INDIGENOUS PEOPLES. The traveling selection becomes a centerpiece of the Enfoto 2025 Photography Encounter at the Diego Rivera venue.
A selection of 43 photographs by ethnologist Martín Gusinde, documenting the Selk’nam, Yámana, and Kawesqar peoples between 1918 and 1924, is on display at the Casa del Arte Diego Rivera in Puerto Montt. The exhibition, titled “Voices of Patagonia. Ancestral Memory,” will be open to the public until September 17 as part of the Enfoto 2025 Los Lagos Photography Encounter.
The exhibition proposes a reinterpretation of the portraits made by the priest in the early 20th century, depicting the everyday and symbolic life of the Indigenous peoples of the far south of Chile and Argentina. The complete visual archive, consisting of 151 photographs, was acquired in 2019 by Francisca Cortés Solari through an agreement with French publisher Xavier Barral, who held the reproduction rights.
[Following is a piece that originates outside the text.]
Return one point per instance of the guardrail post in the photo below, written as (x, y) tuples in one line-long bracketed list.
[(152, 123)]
The contract allowed one of the 12 certified editions of the photographic compendium to be brought to the country for exhibition. This initiative aims at a symbolic restitution, giving voice and contemporary identity to the Indigenous peoples of the south.
A journey to the south
Before arriving in Puerto Montt, the exhibition was presented in Santiago and later in Castro, Chiloé. After its run in the Los Lagos Region, the exhibition will continue its itinerary to Punta Arenas. This version is more concise than the one currently presented by Filantropía Cortés Solari (FCS) at PHotoEspaña 2025 in Santander, Spain.
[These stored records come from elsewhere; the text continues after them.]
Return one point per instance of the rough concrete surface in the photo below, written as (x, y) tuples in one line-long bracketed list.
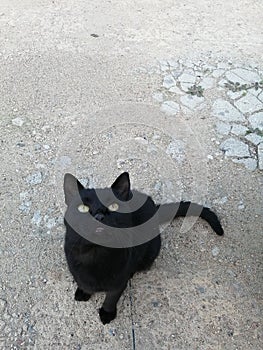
[(170, 91)]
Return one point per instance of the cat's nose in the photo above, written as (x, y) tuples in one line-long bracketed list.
[(99, 216)]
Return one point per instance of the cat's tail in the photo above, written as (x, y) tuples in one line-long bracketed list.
[(170, 211)]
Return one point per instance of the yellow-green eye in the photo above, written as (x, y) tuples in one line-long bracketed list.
[(83, 208), (113, 207)]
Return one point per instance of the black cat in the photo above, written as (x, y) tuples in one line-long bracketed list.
[(107, 267)]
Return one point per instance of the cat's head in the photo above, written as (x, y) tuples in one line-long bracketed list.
[(115, 216), (105, 205)]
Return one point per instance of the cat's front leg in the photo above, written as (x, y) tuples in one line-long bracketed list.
[(80, 295), (108, 311)]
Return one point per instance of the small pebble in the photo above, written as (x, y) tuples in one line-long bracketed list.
[(215, 251), (18, 121)]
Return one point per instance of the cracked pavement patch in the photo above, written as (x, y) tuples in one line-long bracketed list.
[(240, 114)]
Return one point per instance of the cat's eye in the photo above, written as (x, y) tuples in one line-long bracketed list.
[(82, 208), (113, 207)]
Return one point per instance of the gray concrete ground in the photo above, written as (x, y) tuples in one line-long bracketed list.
[(170, 91)]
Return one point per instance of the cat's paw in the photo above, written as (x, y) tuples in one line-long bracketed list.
[(107, 317), (81, 296)]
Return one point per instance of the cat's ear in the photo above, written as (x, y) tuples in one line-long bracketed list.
[(71, 187), (121, 187)]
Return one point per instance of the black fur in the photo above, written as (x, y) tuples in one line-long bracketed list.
[(96, 268)]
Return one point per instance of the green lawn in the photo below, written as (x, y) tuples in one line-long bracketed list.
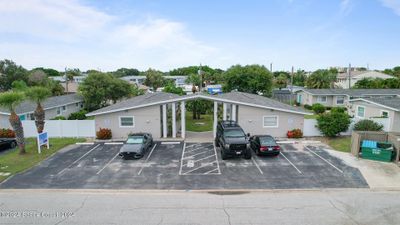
[(12, 163), (203, 124), (341, 144)]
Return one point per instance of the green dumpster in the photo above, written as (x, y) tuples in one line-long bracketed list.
[(380, 151)]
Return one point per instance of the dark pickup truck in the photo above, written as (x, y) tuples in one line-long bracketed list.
[(232, 140)]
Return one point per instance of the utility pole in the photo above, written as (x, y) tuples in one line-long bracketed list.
[(349, 75), (291, 85)]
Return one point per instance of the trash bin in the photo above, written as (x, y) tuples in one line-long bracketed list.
[(380, 151)]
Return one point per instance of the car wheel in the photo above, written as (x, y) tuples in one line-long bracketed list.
[(216, 143), (13, 145), (223, 155), (247, 155)]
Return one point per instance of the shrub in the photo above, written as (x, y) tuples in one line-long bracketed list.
[(59, 118), (7, 133), (368, 125), (309, 107), (331, 124), (339, 109), (295, 133), (318, 108), (104, 133), (81, 115)]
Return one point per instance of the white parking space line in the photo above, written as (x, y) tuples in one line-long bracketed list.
[(183, 152), (108, 163), (204, 165), (341, 171), (255, 163), (187, 157), (148, 157), (78, 159), (290, 162), (216, 158)]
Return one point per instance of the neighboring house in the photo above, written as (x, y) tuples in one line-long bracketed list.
[(364, 108), (342, 80), (341, 97), (62, 105), (148, 113)]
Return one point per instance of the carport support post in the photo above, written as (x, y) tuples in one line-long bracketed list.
[(183, 122), (224, 111), (164, 109), (173, 120), (233, 112), (215, 121)]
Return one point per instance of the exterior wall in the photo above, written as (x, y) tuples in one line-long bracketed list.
[(146, 120), (251, 120), (372, 110)]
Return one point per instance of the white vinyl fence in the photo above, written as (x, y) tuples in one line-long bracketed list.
[(310, 129), (62, 128)]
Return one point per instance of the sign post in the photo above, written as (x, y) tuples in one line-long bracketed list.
[(42, 139)]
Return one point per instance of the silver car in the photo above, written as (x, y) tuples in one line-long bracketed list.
[(136, 145)]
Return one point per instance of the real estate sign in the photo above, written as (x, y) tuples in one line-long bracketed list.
[(43, 139)]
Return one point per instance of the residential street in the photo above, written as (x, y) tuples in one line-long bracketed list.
[(349, 206)]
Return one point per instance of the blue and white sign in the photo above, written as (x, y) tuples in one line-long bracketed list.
[(43, 139)]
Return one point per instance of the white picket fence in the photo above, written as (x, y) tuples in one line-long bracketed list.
[(310, 129), (62, 128)]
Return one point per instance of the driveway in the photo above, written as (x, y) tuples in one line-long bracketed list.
[(188, 166)]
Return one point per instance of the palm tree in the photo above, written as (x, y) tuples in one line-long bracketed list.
[(11, 100), (38, 95)]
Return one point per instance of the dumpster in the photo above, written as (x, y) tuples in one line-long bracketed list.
[(380, 151)]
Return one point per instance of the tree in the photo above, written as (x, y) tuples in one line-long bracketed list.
[(154, 79), (321, 79), (10, 72), (281, 81), (11, 100), (38, 95), (122, 72), (253, 79), (98, 89), (331, 124)]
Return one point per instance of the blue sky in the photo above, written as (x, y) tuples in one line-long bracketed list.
[(107, 35)]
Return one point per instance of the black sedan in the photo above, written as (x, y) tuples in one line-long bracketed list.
[(7, 143), (264, 145), (136, 145)]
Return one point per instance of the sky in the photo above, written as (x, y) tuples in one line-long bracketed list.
[(166, 34)]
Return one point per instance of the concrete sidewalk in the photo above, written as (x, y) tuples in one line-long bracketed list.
[(351, 206)]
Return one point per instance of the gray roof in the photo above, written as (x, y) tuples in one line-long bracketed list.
[(52, 102), (353, 92), (393, 103), (232, 97), (141, 100)]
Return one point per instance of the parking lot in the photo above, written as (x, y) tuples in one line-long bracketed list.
[(188, 166)]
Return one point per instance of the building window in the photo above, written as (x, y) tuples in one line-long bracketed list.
[(384, 114), (339, 100), (270, 121), (321, 99), (126, 121), (361, 111)]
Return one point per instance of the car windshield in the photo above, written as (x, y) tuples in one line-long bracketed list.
[(234, 133), (267, 141), (135, 140)]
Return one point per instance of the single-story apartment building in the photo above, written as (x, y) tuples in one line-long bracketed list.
[(148, 113), (62, 105), (341, 97), (364, 108)]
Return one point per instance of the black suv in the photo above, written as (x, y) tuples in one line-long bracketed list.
[(232, 140)]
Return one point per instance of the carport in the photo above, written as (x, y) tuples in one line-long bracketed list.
[(149, 113)]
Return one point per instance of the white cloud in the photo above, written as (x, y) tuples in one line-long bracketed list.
[(392, 4), (66, 33)]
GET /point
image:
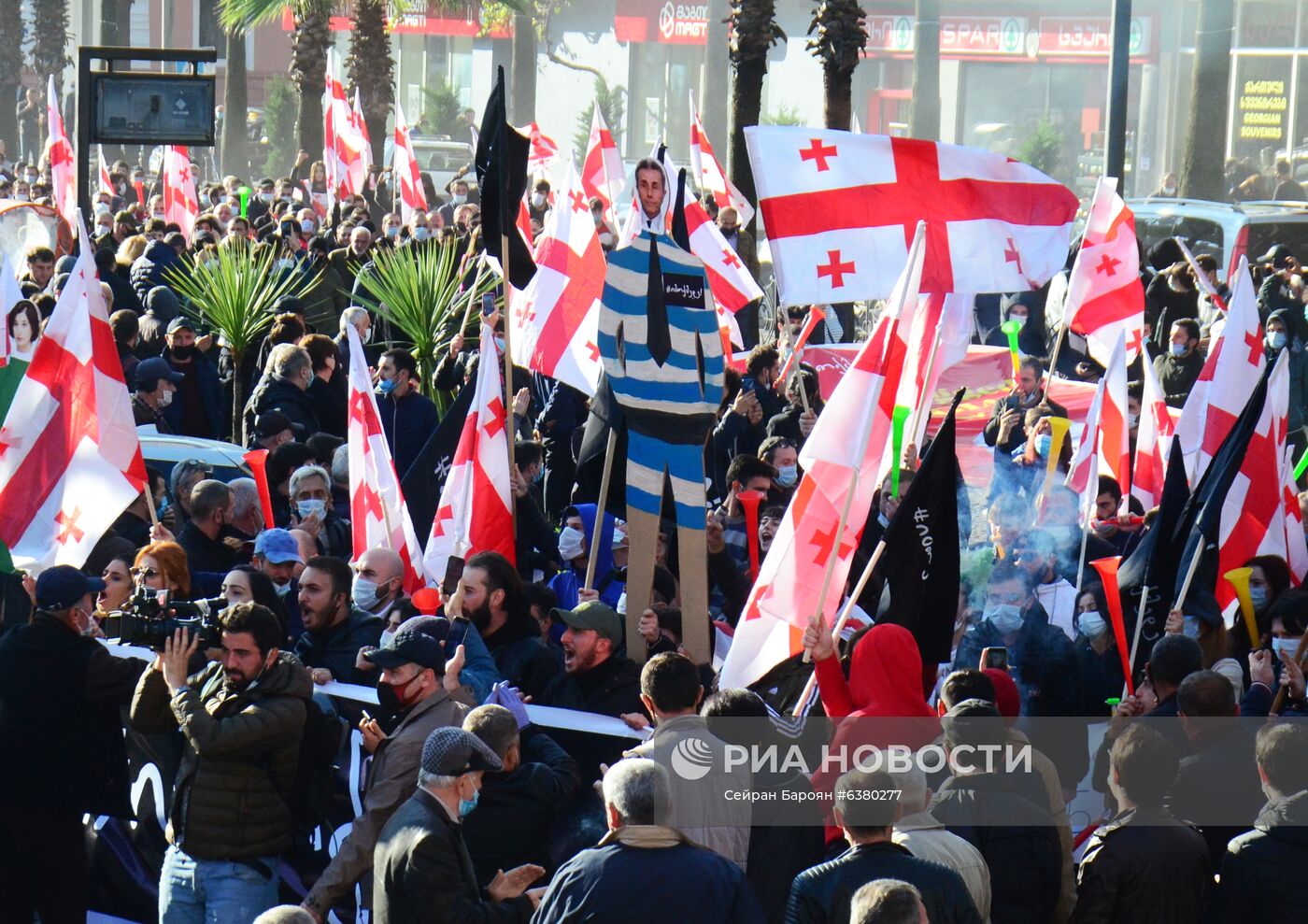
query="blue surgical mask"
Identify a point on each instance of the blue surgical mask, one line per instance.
(1287, 646)
(1004, 617)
In addition to the photographs, the exhibition includes ethnographic material, sound recordings, audiovisual pieces, and sensory elements. Francisca Cortés Solari, Executive President of FCS, stated that “these images not only have historical value. They allow us to connect and reconnect with our identity—who we were and who we still are. Today more than ever, we know that conservation must be multidimensional, and that includes a cultural dimension that recognizes our ancestral knowledge.”
The Puerto Montt Cultural Corporation highlighted the inclusion of the exhibition in the 11th edition of Enfoto. Mario Barrientos, Interim Executive Director of the organization, noted that “Gusinde’s work speaks to us from the past and offers a privileged window into the ancestral memory of the Fuegian peoples. We believe in the decentralization of culture and in the right of people in the south to access visual heritage of this magnitude.” The curatorship emphasizes the image as a vehicle of memory and the relationship between body, territory, and spirituality, where elements such as the sea or the moon are understood as forces with active agency.